Qatar telah meluncurkan sistem bertenaga kecerdasan buatan yang dirancang untuk menyederhanakan dan meningkatkan proses legislatifnya. Program “Penasihat Legislatif Cerdas”, yang dikembangkan oleh Sekretariat Jenderal Dewan Menteri bekerja sama dengan Kementerian Komunikasi dan Teknologi Informasi, merupakan langkah signifikan menuju tata kelola digital dan integrasi AI ke dalam fungsi inti pemerintahan.
Menyederhanakan Prosedur Legislatif
Sistem baru ini mengotomatiskan beberapa aspek penting dalam pembuatan undang-undang. Laporan ini memberikan analisis komparatif terhadap undang-undang regional dan internasional, sehingga memungkinkan anggota parlemen Qatar untuk dengan cepat menilai seberapa selaras undang-undang yang diusulkan dengan standar global. AI juga melakukan verifikasi otomatis, memastikan bahwa undang-undang baru tidak bertentangan dengan kerangka konstitusi Qatar atau undang-undang yang ada. Selain itu, alat ini mencakup fitur tinjauan linguistik tingkat lanjut untuk meningkatkan kejelasan dan konsistensi.
Langkah ini dilakukan sebagai bagian dari strategi transformasi digital Qatar yang lebih luas, dan direktur proyek Sara Abdullah Al Suwaidi menggambarkan program ini sebagai “pergeseran paradigma” yang menggabungkan keahlian hukum dengan teknologi mutakhir. Inisiatif ini mendapat persetujuan Kabinet pada bulan Oktober, yang menunjukkan komitmen pemerintah terhadap inovasi.
Tren dan Implikasi Regional
Qatar bukan satu-satunya negara yang mengadopsi AI untuk pembuatan undang-undang. Uni Emirat Arab menyetujui ekosistem intelijen regulasi serupa yang didukung AI pada bulan April 2025, yang bertujuan untuk mempercepat proses legislatif hingga 70 persen. Kedua negara secara proaktif memasukkan AI ke dalam struktur pemerintahan mereka, mencari keunggulan kompetitif melalui efisiensi dan keputusan kebijakan berbasis data.
Tren ini menandakan pergeseran yang lebih luas di kawasan Teluk menuju pemanfaatan AI untuk mengoptimalkan operasi pemerintah dan meningkatkan kecepatan dan kualitas legislasi.
Penasihat Legislatif yang Cerdas kemungkinan akan mengurangi waktu yang diperlukan untuk pengembangan legislatif sekaligus meningkatkan pengendalian kualitas. Dengan mengotomatiskan tugas-tugas rutin, anggota parlemen dapat fokus pada aspek-aspek yang lebih kompleks dalam pembuatan dan penyempurnaan kebijakan.
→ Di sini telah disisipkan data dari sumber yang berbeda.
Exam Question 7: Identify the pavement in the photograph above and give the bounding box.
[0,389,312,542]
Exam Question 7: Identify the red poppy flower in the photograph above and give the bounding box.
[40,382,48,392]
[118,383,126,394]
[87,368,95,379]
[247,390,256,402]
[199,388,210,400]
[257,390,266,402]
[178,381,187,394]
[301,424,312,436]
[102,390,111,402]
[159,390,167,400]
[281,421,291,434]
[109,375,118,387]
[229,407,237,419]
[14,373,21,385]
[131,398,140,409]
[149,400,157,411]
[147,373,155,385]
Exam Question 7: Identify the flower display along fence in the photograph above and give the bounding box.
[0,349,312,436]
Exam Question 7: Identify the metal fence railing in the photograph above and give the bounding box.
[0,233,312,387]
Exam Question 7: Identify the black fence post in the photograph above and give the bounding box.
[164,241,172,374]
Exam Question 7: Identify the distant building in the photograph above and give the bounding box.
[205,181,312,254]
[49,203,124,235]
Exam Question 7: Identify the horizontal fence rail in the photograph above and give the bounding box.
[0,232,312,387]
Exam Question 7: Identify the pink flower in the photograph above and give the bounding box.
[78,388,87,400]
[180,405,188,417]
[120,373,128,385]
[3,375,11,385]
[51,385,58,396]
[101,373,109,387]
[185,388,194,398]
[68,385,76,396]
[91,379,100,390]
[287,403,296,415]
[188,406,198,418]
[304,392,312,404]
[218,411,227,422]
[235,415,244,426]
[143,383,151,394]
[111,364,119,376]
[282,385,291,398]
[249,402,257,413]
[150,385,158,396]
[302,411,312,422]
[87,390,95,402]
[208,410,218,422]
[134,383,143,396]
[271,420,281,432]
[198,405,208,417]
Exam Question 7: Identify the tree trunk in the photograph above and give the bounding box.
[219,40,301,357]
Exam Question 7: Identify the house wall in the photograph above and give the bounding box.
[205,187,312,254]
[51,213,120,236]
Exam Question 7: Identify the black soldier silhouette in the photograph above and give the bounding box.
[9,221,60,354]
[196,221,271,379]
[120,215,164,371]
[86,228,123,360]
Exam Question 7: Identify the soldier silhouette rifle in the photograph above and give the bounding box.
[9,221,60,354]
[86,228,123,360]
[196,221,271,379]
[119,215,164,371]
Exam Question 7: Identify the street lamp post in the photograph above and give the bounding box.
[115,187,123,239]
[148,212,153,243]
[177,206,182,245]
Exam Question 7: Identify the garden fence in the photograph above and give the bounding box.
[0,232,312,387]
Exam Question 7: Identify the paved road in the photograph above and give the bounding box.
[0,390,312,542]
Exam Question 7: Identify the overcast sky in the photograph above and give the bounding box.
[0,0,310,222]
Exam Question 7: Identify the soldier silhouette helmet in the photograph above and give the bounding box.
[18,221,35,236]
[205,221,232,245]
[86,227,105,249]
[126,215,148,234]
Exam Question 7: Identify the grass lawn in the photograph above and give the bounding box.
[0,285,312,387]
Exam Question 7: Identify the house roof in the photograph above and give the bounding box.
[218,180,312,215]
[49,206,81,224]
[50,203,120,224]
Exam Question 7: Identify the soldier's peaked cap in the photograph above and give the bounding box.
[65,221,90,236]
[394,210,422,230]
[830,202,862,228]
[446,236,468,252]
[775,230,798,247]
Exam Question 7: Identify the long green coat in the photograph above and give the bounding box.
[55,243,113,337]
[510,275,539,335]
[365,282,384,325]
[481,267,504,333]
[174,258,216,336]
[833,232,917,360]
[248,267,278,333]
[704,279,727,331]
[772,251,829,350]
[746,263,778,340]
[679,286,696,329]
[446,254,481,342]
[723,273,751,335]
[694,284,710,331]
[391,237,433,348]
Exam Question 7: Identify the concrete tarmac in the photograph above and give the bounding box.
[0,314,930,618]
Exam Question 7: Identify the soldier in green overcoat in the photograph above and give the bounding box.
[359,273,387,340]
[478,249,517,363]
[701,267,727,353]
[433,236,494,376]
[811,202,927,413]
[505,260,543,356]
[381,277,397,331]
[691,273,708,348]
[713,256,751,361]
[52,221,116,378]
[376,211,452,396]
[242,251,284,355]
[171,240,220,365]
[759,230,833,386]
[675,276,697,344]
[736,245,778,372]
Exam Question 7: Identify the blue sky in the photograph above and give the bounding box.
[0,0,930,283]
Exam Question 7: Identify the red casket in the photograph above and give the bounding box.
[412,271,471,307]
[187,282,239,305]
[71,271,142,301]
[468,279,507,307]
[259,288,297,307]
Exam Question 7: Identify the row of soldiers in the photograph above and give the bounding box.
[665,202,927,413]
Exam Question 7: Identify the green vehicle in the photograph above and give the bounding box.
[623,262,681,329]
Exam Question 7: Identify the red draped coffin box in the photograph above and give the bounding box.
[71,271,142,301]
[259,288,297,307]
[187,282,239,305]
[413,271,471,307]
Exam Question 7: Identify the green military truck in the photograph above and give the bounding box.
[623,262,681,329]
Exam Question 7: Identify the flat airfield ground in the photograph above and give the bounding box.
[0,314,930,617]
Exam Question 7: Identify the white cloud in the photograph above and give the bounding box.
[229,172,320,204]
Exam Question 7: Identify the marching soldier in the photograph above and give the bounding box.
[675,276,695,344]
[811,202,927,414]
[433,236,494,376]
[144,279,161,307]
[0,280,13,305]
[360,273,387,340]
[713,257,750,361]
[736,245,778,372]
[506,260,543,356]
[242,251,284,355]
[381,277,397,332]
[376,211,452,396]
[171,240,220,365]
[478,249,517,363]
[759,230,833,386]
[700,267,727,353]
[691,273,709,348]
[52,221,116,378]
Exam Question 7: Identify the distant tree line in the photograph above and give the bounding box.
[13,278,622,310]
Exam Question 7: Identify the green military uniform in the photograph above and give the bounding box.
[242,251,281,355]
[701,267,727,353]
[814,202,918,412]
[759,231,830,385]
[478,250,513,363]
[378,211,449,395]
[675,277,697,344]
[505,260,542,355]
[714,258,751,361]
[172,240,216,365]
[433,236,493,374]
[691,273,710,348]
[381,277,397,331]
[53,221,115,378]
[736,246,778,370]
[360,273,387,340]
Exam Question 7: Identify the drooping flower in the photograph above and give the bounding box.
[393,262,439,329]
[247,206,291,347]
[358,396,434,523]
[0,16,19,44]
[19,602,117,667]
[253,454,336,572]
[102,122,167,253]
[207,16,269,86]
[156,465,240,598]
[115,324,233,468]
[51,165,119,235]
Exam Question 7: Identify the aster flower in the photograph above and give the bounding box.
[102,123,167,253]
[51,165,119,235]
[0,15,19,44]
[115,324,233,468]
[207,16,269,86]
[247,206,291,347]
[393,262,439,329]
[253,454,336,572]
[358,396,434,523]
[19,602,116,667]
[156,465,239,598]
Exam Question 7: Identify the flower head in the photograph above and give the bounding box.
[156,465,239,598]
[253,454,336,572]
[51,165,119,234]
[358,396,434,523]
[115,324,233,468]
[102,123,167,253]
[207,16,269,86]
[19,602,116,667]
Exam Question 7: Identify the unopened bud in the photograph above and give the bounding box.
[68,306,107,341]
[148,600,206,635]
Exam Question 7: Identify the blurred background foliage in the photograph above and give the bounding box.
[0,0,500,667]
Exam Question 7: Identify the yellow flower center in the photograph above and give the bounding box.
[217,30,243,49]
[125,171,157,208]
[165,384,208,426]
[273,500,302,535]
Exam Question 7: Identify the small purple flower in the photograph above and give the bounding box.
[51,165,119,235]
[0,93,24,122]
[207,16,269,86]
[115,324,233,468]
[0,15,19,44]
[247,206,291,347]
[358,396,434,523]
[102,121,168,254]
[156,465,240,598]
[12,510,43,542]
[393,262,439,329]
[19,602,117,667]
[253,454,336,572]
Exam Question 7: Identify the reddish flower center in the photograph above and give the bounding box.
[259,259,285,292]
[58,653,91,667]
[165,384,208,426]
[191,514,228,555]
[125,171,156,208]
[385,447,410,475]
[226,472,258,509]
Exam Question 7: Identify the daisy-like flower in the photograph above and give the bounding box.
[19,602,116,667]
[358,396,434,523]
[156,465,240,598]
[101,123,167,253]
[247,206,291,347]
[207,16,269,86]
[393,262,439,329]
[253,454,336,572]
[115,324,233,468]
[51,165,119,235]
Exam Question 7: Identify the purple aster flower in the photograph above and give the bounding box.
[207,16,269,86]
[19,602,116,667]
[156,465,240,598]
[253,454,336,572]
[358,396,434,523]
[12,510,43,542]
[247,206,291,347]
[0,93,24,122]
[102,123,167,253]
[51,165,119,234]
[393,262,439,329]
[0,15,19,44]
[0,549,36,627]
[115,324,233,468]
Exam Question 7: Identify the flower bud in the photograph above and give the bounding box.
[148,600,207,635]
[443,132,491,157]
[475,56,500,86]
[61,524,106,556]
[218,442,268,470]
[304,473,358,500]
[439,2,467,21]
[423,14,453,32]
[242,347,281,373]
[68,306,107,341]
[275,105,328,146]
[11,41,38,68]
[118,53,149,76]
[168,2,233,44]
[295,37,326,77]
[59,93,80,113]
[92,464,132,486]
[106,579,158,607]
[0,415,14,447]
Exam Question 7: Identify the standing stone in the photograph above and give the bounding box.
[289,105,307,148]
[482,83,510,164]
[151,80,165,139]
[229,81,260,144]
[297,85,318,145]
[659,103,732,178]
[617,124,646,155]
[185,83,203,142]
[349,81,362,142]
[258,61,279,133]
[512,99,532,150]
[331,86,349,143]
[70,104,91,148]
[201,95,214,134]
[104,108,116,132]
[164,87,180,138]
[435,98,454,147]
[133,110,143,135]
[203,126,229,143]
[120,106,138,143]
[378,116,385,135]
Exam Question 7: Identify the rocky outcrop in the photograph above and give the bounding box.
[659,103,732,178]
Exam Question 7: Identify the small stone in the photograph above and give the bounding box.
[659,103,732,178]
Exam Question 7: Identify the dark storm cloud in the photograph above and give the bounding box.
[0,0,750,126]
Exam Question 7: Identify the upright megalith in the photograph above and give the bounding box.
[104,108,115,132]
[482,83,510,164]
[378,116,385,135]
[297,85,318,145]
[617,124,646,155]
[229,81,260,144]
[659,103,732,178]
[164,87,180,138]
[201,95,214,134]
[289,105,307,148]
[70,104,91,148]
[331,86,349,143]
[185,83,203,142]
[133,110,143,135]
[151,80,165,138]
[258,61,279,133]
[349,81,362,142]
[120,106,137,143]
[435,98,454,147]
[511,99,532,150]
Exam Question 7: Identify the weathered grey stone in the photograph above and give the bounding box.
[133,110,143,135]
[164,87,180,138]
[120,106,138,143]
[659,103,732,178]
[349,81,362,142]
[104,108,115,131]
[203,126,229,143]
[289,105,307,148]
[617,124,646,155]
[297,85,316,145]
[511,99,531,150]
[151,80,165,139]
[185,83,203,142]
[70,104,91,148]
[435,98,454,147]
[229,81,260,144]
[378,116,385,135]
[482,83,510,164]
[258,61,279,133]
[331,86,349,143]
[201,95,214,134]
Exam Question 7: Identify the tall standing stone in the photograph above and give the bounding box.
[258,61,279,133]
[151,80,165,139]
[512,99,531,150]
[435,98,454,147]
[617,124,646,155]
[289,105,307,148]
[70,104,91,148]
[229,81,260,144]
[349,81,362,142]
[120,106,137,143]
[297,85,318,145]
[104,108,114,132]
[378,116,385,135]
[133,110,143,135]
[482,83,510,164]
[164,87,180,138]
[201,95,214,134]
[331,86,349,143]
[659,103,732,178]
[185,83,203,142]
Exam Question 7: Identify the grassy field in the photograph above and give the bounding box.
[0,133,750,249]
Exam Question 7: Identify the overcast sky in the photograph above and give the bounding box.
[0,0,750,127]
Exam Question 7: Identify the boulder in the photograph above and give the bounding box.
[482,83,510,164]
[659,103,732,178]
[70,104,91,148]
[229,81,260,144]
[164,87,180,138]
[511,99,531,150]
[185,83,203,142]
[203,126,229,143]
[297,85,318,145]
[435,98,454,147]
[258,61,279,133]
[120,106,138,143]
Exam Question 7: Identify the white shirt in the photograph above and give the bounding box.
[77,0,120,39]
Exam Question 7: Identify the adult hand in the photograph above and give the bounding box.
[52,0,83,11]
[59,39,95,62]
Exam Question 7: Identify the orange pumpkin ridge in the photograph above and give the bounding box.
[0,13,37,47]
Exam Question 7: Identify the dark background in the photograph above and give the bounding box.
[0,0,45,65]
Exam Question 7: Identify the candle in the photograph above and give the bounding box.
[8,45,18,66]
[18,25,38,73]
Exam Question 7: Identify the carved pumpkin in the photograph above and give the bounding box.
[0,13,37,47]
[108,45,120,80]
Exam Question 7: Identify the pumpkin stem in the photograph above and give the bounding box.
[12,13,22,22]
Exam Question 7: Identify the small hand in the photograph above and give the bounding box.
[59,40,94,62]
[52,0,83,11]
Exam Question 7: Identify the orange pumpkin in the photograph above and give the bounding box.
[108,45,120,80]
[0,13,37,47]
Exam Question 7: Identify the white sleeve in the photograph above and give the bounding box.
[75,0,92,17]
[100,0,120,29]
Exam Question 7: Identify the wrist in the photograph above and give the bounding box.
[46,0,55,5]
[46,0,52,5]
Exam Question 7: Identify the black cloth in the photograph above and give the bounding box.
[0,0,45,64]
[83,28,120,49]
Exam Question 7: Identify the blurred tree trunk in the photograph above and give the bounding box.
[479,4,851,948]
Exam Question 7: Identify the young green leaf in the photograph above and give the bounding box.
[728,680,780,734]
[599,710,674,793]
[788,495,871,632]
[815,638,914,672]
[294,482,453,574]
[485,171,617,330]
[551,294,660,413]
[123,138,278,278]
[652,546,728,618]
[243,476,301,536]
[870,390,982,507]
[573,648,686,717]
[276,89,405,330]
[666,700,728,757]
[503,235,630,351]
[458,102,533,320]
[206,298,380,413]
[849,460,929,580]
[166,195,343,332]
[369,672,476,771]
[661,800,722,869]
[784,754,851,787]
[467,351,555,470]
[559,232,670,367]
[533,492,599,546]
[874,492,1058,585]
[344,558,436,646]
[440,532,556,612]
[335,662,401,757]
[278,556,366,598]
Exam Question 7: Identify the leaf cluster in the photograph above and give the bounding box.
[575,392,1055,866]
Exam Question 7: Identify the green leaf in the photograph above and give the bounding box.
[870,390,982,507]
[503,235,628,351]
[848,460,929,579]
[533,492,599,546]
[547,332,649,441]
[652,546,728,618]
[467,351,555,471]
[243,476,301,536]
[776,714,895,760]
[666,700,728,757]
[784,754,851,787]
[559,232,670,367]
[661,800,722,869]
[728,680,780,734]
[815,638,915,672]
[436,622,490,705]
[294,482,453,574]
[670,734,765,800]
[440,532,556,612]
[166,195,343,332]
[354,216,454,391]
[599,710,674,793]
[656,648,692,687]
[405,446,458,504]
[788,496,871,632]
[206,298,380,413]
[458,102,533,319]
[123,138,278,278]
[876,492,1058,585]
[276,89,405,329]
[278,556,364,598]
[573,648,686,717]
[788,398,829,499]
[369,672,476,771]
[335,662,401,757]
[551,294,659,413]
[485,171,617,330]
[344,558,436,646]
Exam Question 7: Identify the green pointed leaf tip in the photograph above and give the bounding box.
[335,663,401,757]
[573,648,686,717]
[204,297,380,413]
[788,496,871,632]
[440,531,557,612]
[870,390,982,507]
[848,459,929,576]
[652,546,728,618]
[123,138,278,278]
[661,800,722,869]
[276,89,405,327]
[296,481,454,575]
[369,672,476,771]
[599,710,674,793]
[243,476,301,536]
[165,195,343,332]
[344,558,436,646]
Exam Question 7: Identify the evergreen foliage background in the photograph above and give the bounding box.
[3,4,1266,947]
Keberhasilan program ini akan bergantung pada kemampuannya menilai nuansa hukum secara akurat dan beradaptasi dengan kebutuhan legislatif yang terus berkembang. Namun, peluncuran awal ini mencerminkan langkah berani menuju sistem pemerintahan yang lebih efisien dan berteknologi maju di Qatar.